Venice began to percolate or make its first cappuccino in 1200-ish. The famous palazzos date to 1500-ish. Nothing’s changed but the prices. Venice is gorgeous, historic, thrilling. But a thieves’ market. A short one-way ride on the vaporetto — or river bus — is $10.

The church Chiesa di San Polo — not to pray or attend a service — just to see it is $10 a couple. Here you pay to see God. Stores advertise genuine hand-blown Murano glass. One bore the sticker “Made in China.” Shops sell third-generation designer handbags. Copies of knockoffs.

The city’s latest glorious attraction is the Aman. This, our planet’s 26th Aman hotel, is on the Grand Canal. It opened this week to coincide with the big-time Biennale art show, for which 600 private planes descended on Venice. Bodies came from all over — the rich, the artistic, the name droppers.

Crowds surrounded the Aman the day I arrived. I wondered, “Venetians read the New York Post? . . . They all came to greet me?” Then off a boat, surrounded by a pride of elves and fotogs, floated Italy’s first lady of fashion, Miuccia Prada, surging past me like I was leftover orlon.

Past the entry hall’s 20-foot lantern — one of six that lit Venetian Navy warships at the Turks’ 1571 defeat — came Signora Prada to the Palazzo Papadopoli now transformed into the 24-suite hotel, the Aman Canal Grande.

Its genie is Adrian Zecha, a one-time reporter whom I first met when we were both kid scriveners in Djakarta. In those days, neither of us was anything. Today I’m staying in his hotel. Another kid who spent his youth in Djakarta is in the White House.

Venetians decry Americans. Oh . . . so many Americans . . . oh, so noisy the Americans . . . but when our economy and their tourism went south, they went crazy. “Where are the Americans?” they cried. Yet the one subject that comes up at every plate of pasta is the US locals don’t discuss their municipality, Italians don’t discuss their Marx Brothers government. They’re all obsessed with America.

In the lobby of the Aman, under 16th-century Tiepolo ceilings, a Venetian said, “Italians all think they are Americans. They just don’t have to pay the taxes.”

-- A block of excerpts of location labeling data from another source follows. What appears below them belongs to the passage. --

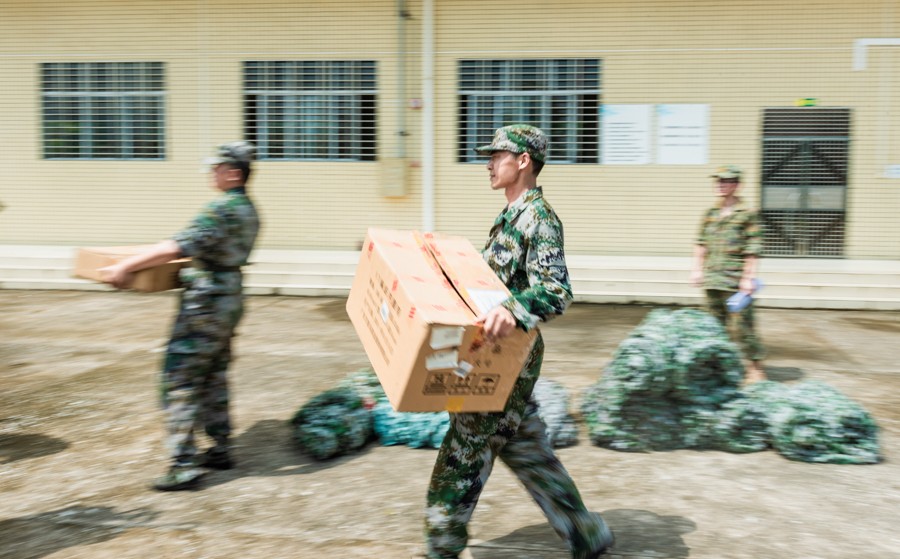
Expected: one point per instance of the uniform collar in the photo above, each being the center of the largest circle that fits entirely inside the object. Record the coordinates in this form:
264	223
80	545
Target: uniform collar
738	206
518	206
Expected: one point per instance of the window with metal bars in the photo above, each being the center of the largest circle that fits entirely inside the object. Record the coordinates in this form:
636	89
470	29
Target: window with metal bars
320	110
805	162
103	110
560	96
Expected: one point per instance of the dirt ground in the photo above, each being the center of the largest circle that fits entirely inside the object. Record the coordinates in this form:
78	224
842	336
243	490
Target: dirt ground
80	438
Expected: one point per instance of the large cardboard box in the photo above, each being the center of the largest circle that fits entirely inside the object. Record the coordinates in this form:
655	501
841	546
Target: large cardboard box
89	260
414	302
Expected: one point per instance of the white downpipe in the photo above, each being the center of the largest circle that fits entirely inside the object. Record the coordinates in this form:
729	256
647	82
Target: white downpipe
428	115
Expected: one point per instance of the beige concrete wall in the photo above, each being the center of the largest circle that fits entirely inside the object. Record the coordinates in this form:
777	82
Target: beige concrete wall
322	205
736	57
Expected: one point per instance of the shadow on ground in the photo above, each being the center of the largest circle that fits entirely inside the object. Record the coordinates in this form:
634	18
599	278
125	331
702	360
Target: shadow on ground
40	535
19	447
784	374
639	533
267	449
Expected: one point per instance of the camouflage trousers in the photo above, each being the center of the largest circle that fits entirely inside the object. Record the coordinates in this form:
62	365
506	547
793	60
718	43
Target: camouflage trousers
740	326
194	384
518	437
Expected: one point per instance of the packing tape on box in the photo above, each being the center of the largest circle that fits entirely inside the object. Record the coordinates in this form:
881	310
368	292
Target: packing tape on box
443	337
442	360
454	404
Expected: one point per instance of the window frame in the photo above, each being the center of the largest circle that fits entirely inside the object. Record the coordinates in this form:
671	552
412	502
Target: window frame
344	93
562	96
126	100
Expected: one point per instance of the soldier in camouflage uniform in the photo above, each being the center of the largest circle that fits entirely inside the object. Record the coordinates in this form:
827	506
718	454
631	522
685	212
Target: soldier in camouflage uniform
525	249
194	384
725	262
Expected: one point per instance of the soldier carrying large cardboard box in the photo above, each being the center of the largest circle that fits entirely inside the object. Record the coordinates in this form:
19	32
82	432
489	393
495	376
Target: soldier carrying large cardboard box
525	250
194	382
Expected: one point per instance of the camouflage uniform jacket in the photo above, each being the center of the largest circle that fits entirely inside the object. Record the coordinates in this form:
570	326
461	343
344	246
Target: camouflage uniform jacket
728	242
525	250
219	241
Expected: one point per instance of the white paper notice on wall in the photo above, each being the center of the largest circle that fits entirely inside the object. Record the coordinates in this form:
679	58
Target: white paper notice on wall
892	171
682	134
627	130
487	299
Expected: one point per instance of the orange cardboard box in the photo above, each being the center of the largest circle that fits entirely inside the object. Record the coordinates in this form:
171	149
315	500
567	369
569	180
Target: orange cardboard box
89	260
413	303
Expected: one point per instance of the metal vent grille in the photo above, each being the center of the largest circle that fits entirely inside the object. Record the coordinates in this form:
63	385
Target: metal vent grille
805	163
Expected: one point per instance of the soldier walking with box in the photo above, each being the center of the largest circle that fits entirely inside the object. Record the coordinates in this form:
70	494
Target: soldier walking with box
194	383
525	249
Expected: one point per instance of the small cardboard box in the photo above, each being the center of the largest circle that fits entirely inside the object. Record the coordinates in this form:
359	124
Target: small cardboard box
89	260
413	303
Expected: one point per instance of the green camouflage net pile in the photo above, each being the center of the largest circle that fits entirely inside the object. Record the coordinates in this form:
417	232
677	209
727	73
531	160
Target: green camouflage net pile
813	422
343	419
333	423
675	383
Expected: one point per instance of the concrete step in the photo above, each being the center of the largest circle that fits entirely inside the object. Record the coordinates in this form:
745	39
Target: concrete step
789	283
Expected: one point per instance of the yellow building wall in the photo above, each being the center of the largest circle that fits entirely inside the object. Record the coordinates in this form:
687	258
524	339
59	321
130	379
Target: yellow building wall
304	205
738	58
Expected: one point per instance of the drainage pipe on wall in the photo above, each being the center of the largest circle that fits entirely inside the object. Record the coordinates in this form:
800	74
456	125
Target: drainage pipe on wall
428	115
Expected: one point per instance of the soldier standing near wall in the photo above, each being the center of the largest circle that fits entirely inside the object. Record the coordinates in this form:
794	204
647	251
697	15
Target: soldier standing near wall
725	262
194	383
525	249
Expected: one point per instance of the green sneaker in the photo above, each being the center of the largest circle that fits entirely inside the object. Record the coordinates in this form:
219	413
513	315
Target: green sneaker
179	478
600	541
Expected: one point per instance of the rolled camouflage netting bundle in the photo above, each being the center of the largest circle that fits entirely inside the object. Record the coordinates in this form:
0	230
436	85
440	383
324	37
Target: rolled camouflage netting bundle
814	422
659	390
416	430
333	423
693	400
427	430
343	419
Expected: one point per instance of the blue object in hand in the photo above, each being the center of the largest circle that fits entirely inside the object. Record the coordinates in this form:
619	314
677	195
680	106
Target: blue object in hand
740	300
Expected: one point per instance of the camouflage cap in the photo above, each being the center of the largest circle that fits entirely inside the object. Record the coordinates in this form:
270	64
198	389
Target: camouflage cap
518	138
727	172
233	152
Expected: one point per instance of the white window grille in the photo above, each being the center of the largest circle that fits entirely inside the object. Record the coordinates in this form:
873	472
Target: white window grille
320	110
103	110
560	96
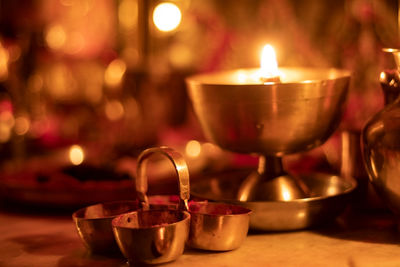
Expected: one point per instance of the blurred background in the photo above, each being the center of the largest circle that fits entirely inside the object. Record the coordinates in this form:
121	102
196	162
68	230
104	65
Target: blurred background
104	79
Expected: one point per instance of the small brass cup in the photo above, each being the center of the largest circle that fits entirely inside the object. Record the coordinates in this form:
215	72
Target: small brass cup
217	226
154	236
94	224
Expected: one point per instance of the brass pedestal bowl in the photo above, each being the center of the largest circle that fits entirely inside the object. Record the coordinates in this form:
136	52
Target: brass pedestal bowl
271	119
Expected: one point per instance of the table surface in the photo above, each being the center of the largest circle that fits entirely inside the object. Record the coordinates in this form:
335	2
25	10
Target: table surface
354	239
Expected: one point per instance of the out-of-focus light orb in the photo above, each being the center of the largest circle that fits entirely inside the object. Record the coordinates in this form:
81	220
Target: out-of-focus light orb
193	148
22	125
7	118
56	37
167	17
76	154
35	83
5	133
114	110
76	42
128	14
115	72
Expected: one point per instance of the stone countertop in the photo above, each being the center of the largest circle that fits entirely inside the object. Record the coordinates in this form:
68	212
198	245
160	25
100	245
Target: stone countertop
354	239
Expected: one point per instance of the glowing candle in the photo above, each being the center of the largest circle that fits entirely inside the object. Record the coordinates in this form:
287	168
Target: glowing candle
269	66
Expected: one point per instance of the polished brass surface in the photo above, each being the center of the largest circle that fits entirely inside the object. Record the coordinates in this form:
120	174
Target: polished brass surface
271	119
93	224
270	182
181	169
154	236
329	195
381	141
217	226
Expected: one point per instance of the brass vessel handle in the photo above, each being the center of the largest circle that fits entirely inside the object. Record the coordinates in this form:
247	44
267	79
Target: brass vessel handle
181	170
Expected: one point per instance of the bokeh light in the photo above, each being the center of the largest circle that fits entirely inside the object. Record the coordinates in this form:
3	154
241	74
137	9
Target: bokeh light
128	14
115	72
167	17
114	110
193	148
76	154
56	37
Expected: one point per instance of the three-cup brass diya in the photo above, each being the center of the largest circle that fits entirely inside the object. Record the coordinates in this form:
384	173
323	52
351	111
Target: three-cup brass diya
155	233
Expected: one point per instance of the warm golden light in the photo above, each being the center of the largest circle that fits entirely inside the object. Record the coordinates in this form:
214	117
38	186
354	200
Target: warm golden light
128	13
22	125
56	37
4	58
115	72
193	148
76	154
269	65
114	110
167	17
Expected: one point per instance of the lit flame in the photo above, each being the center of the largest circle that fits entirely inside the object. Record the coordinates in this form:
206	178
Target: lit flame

Palazzo Papadopoli is the ancestral home of Count Giberto Arrivabene Valenti Gonzaga and his wife, Bianca di Savoia Aosta, who was born into the House of Savoy, and were Italy not a republic might have been queen. This movie star gorgeous count and countess reign in baronial — or countessial — splendor on the penthouse floors.

Today this royal house hosts non-bluebloods like Nadja Swarovski, the crystal creature who gave her party in the Aman. She did not invite me. She did invite me to her showing of some sculpture thing. I went. She didn’t.

The streets are filled with yachts from all over — even President Sukarno’s daughter, Kartika, came from Indonesia to see the Biennale. The art, so neo, nouveau and interpretative that it looks like Dali on acid. The Austrian pavilion has animation by Disney. The American pavilion was partly subsidized by Lauder and Bloomberg. And, oy — as they say in this country — all I can tell you is I split for lunch.

While I’m here, Vanity Fair is on the fourth floor, shooting the Aman’s 17th-century library. Departures magazine is on the second floor, shooting its 16th-century gilded ballroom. Non-Venetian VIPs like Princess Michael of Kent and Tilda Swinton of Scotland were swanning around, having been imported to speak on behalf of the Venetian Heritage Foundation.

Also there were the Buccellatis, and Mrs. Buccellati was having a meltdown because she wasn’t sitting at a Buccellati/Lauder table.

Venice is a safe city. Forget about Bruce Willis’ movie getaways. Since there’s no quick escape, there are no robberies, no rapes. About ladies of the evening, not sure. Who ever heard of a street swimmer?